Singapore's competition watchdog launched its new consumer protection role yesterday with the announcement of two market studies - on online travel booking and on the transfer of personal data.
In one study, the Competition and Consumer Commission of Singapore (CCCS) will focus on the online booking of flight tickets and hotel accommodation, given the growing popularity of the medium here.
It will examine the types of commercial arrangements entered into between third-party online travel-booking platforms and service providers, and how they compete with each other.
The second study is a joint one with the Personal Data Protection Commission to examine consumer protection, competition and personal data protection issues which may arise if a data portability requirement is introduced in Singapore.
Data portability enables consumers to request that data they supply a service provider be transferred to a competing provider that they switch to.This will foster competition by easing the process for consumers to switch between service providers, said Senior Minister of State for Trade and Industry and National Development Koh Poh Koon.
He announced the two studies at the launch of the watchdog's new role yesterday at Suntec Singapore Convention and Exhibition Centre.
Growing role for commission
The Competition Commission of Singapore was set up in 2005 with just 12 staff to administer and enforce the Competition Act.
The Act empowers the commission to investigate alleged anti-competitive activities, determine if such activities infringe the Act and impose suitable remedies, directions and financial penalties.
Today, the Competition and Consumer Commission of Singapore has more than 70 officers spread across seven divisions - business and economics, consumer protection, corporate affairs, enforcement, legal, policy and markets, and international and strategic planning.
Commission chief executive Toh Han Li created the policy and markets division in 2013 to specialise in market studies and to advise government agencies on competition matters.
Said the commission's chief executive Toh Han Li: "Data is becoming increasingly important for businesses; some people call it the new oil. It can be a source of market power, and, in a situation where there is a monopolisation of data, that is a concern."
The Competition Commission of Singapore was renamed the CCCS on April 1, when it took over the enforcement of rules related to retailers who persist in unfair trade practices under the Consumer Protection (Fair Trading) Act.
Spring Singapore, which previously administered the Act, merged with trade agency International Enterprise Singapore on the same day to form Enterprise Singapore.
The Consumers Association of Singapore (Case) will remain the first point of contact for complaints against errant retailers.

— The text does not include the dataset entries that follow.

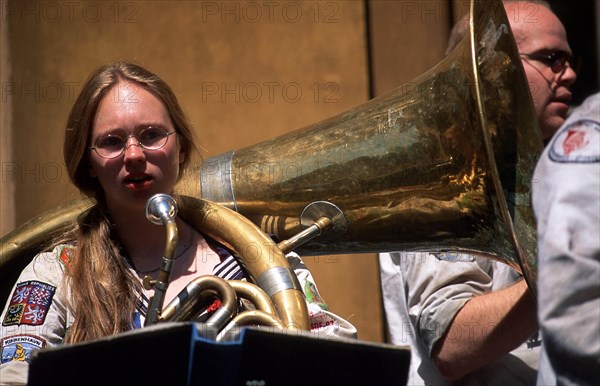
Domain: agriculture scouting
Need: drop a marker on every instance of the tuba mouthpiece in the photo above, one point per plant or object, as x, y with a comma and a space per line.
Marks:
161, 209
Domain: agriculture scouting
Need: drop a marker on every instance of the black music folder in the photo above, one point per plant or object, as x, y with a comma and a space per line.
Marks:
173, 354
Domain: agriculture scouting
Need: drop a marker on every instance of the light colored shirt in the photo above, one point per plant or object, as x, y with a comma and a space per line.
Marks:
423, 292
566, 202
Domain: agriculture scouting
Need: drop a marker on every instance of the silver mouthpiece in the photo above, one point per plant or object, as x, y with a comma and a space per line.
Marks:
161, 209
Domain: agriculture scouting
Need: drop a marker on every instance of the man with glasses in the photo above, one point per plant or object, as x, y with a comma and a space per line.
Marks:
473, 320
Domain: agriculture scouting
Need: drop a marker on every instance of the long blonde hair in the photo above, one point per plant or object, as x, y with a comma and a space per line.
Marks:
103, 290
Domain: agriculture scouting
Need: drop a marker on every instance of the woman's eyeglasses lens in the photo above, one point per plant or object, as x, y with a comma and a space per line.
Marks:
111, 145
557, 61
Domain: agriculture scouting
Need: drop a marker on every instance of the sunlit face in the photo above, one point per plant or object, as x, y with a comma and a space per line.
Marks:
132, 177
538, 32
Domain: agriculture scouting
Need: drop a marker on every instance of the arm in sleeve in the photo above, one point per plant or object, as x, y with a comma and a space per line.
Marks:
35, 315
568, 213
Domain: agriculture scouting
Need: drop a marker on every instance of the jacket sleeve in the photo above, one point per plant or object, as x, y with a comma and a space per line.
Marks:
322, 321
34, 316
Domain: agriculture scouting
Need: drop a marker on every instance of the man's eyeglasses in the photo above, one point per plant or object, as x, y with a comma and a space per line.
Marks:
557, 60
113, 145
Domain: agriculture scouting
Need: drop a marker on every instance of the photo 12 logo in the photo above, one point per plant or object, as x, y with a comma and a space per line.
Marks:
269, 11
41, 11
269, 92
39, 92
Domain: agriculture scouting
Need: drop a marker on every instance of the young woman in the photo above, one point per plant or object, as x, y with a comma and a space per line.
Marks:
126, 139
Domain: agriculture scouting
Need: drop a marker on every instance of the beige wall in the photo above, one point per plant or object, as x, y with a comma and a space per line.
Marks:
244, 72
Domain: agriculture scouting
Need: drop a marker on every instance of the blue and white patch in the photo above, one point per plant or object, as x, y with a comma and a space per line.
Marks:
579, 142
20, 347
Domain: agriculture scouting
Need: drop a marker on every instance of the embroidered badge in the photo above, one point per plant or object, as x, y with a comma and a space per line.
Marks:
19, 347
579, 142
29, 304
313, 296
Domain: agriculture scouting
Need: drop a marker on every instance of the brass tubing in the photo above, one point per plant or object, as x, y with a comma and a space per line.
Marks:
258, 254
254, 294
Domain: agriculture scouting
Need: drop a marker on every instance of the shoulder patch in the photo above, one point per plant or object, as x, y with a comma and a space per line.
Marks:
20, 347
29, 304
579, 142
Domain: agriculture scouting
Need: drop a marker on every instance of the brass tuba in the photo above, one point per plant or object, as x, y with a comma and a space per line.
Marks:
443, 163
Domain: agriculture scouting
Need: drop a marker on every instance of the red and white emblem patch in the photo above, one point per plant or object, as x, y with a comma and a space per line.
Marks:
579, 142
29, 304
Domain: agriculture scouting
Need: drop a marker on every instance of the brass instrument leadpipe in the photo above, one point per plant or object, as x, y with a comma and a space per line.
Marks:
253, 317
161, 209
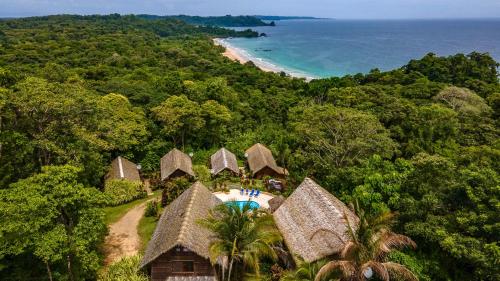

The commission's chairman Aubeck Kam said at the launch that more than 70 per cent of such complaints handled by Case are successfully resolved through mediation, allowing disputes to be resolved without unnecessary cost.
However, retailers who do not stop their unfair practices, such as making false claims, will be referred to the commission for investigation.
It is empowered to gather evidence against such businesses and take legal action.
Dr Koh said the commission is well placed to take on the consumer protection role as competition and consumer protection share a close and complementary relationship.
"With a broader overview of both the competition and consumer protection domains, CCCS will work to safeguard fair trading and competition to ensure the proper functioning of Singapore's markets," Dr Koh said.
The antitrust agency has expanded its scope to do more market studies in recent years, looking beyond infringement to identify market factors that are not working well, and recommending fixes.
Its report on the milk formula industry last May, for example, led to a series of government measures to address the issue of high prices.